One day there will be a new must-have gadget. It will be on every Christmas list. Pop singers will drop its name in their lyrics, and shoppers might trample each other to get it.

Right now, the Samsung Galaxy Gear won’t be that gadget. Reviews have been tepid at best, and one report said that the device’s return rate is above 30 percent at Best Buy.

Samsung hyped up its new product with slick ads that were essentially a collage of smartwatches worn by fictional characters in movies and television shows. Neat! You can finally be like Dick Tracy or Inspector Gadget. But there’s one huge problem.

Successful innovation isn’t about recreating the past or looking to old shows for inspiration. (Remember the flying cars in the “Jetsons”? Or meals in pill form?) To innovate you have to look forward, and imagine what hasn’t been done but should be.

The watch has been described as bulky and clunky. It doesn’t have a “wow” factor. “Using the Galaxy Gear is like having a maid who only takes out the trash: It’s a high price to pay for something that doesn’t offer much added benefit,” wrote one reviewer.

If you thought overhearing cellphone conversations was annoying, imagine them on speakerphone, which is the only way to talk on a Galaxy Gear.

Samsung appears to know it still has work to do. “We’ve acknowledged that our Gear lacks something special,” a company official was quoted as saying.

There’s certainly potential in smartwatches.

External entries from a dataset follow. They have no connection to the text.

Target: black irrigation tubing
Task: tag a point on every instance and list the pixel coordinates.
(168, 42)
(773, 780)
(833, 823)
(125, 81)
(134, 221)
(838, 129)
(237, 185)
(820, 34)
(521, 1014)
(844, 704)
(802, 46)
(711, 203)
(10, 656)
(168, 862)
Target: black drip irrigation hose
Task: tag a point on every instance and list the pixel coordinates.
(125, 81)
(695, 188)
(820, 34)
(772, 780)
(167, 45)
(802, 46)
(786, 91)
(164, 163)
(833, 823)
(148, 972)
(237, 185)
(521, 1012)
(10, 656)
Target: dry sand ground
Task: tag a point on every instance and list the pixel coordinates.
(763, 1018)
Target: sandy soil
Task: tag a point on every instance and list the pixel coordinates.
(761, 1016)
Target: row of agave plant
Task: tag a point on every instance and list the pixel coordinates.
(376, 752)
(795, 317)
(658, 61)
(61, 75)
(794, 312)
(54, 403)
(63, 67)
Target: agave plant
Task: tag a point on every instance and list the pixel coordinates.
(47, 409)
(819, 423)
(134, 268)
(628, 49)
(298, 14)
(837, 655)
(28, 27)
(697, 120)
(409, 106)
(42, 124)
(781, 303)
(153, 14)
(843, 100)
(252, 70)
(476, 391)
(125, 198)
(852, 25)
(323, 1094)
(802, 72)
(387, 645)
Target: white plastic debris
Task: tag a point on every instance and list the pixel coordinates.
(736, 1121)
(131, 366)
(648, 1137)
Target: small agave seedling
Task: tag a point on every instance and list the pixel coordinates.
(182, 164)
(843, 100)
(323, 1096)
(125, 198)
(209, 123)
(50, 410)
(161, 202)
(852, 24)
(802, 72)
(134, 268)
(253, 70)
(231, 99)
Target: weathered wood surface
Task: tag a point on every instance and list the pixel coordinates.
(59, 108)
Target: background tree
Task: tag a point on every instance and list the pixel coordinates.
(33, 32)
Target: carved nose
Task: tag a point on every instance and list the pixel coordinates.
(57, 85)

But for now, the Galaxy Gear is a digital Maginot Line on your wrist, a technology that borrowed too much from the past instead of going where the world was heading.

Brennen Byrne wrote a smart essay arguing that computers will essentially disappear as they can predict what we need, so we won’t have to interact with them.

Imagine waiting for a bus or train — looking down at your watch — and instantly seeing when your next potential ride arrives. That’s a real innovation, something that changes our lives for the better. But are you going to pay Samsung $300 to check the weather on your watch, rather than pull your smartphone from your pocket?

Combining Google Now — which attempts to offer helpful information before you ask — and a watch might be a winning formula. The company is reportedly nearing a launch of a smartwatch.

It’s too early to say who will make the best smartwatch. Apple is expected to enter the fray as well. Samsung has struck first, but that doesn’t mean the war is over.